Getting To The Best Compositon

At its highest level, the photographic process is akin to a musician arranging notes that evoke emotions, or a designer stimulating your senses.

“The difference between a good picture and a mediocre picture is a question of millimeters. A small, small difference. But it’s essential. If I take the picture from there, it’s another arrangement of there, there, there. It’s very small moves I’m doing. I’m not jumping up and down. It’s a relation between your nose, your eyes, the window behind, and that’s my pleasure to establish these relations. Sometimes there’s no picture. Alright? There’s no picture.” 

Henri Cartier-Bresson

Spent the afternoon with the Big Cow in North Dakota, exploring different compositions.

When I talk about composition and taking control over the picture-taking process, I mean exploring a variety of options. It’s not just you as photographer, moving and changing the composition. In a world that’s always moving and changing, the specific moment captured by the photographer also has a huge effect on the final image.

A gesture or a look can differ from frame to frame and this slight shift can have a dramatic impact on the success of the image. Bend your knees and change the perspective. Alter the juxtaposition of foreground subjects with the background and the horizon. The compositional dance is also about tweaks in technique. 

The subtle differences in depth of field from one stop to the next can perfect and sharpen your vision for the final photograph, as can the proper blur-inducing or life-stopping shutter speed. It’s all about subtlety. This compositional dance is a game of inches.

I maintain that you need to be looking through the viewfinder or at the view screen to see how a slight movement can dramatically change your final composition. This is important to know, because a slight shift of camera position can make a world of difference.

At its highest level, the photographic process is akin to a musician arranging notes that evoke emotions, or a designer stimulating your senses. Personally, if I had to articulate what I do as I dance around the frame, I would say I’m trying to frame my pictures by arranging visual elements for maximum visual impact and communication.

We don’t always do it on a conscious level, but with experience, we learn to constantly scan the viewfinder, looking at the placement of lines and form, the balance, the relationship with foreground and background elements, and the scale between them.
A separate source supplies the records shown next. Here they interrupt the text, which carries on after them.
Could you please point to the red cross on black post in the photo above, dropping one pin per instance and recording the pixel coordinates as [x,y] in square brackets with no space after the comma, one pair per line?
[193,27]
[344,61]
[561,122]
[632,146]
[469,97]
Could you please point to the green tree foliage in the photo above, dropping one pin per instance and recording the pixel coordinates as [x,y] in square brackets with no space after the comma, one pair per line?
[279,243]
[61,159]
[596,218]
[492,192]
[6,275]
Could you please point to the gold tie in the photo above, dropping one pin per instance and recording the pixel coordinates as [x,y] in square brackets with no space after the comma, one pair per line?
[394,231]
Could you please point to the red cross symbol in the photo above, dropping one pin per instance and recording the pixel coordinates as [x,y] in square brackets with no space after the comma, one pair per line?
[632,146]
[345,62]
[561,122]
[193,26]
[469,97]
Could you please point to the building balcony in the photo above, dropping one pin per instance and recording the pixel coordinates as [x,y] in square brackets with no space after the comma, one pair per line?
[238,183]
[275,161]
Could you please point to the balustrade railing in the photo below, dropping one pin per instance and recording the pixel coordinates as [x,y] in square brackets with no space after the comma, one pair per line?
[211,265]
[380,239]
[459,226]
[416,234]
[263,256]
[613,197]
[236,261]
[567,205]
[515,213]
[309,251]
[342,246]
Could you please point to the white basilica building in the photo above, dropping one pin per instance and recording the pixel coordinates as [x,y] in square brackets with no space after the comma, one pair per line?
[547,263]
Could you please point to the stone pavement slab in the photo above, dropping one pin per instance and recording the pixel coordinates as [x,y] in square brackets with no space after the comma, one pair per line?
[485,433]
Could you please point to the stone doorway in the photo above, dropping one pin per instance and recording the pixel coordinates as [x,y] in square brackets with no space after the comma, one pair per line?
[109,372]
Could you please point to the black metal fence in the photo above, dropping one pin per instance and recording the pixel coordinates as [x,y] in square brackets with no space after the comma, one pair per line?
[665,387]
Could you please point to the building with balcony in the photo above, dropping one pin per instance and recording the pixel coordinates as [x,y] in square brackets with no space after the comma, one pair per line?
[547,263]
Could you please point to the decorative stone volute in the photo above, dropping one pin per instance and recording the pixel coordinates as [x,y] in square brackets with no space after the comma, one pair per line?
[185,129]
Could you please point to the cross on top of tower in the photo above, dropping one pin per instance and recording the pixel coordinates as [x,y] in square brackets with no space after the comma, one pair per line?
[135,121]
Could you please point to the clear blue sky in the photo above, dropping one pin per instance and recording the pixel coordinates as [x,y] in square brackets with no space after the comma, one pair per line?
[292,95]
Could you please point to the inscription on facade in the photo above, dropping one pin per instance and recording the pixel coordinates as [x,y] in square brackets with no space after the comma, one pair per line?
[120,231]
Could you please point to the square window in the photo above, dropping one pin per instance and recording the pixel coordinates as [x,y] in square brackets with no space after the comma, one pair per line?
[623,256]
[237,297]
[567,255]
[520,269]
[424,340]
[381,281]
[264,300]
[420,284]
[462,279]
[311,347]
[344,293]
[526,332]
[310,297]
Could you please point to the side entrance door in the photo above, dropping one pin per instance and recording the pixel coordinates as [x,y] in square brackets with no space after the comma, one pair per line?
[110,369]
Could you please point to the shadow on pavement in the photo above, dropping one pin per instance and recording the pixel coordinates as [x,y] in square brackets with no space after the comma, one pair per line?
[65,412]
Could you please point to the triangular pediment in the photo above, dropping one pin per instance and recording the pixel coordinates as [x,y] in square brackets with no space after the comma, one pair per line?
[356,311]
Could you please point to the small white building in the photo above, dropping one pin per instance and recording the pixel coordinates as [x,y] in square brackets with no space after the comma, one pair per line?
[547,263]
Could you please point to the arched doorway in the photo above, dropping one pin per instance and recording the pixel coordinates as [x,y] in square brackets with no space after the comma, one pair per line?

This perfect storm of picture elements common to many great images is mostly out of your control, but there’s much you can do to maximize your chances of being in great light and in the best camera position with the exposure set, and having the right lens ready to trigger the shutter at the decisive moment.

Getting through the volume helps you master the technical side so you can concentrate on the most important part of the photographic process: seeing and capturing compelling, meaningful, personal images that communicate to others what you think is beautiful, important, funny, sad, or just plain worth recording. The creative pursuit of photography requires a melding of both the physical act of shooting a picture and the cerebral process of seeing and determining what, when, and how to shoot it.

“Working it” helps us see the world in new ways while forcing us out of the comfort zone we often tend to curl up in. The process infused into our sub-conscious and we begin to naturally shoot better pictures.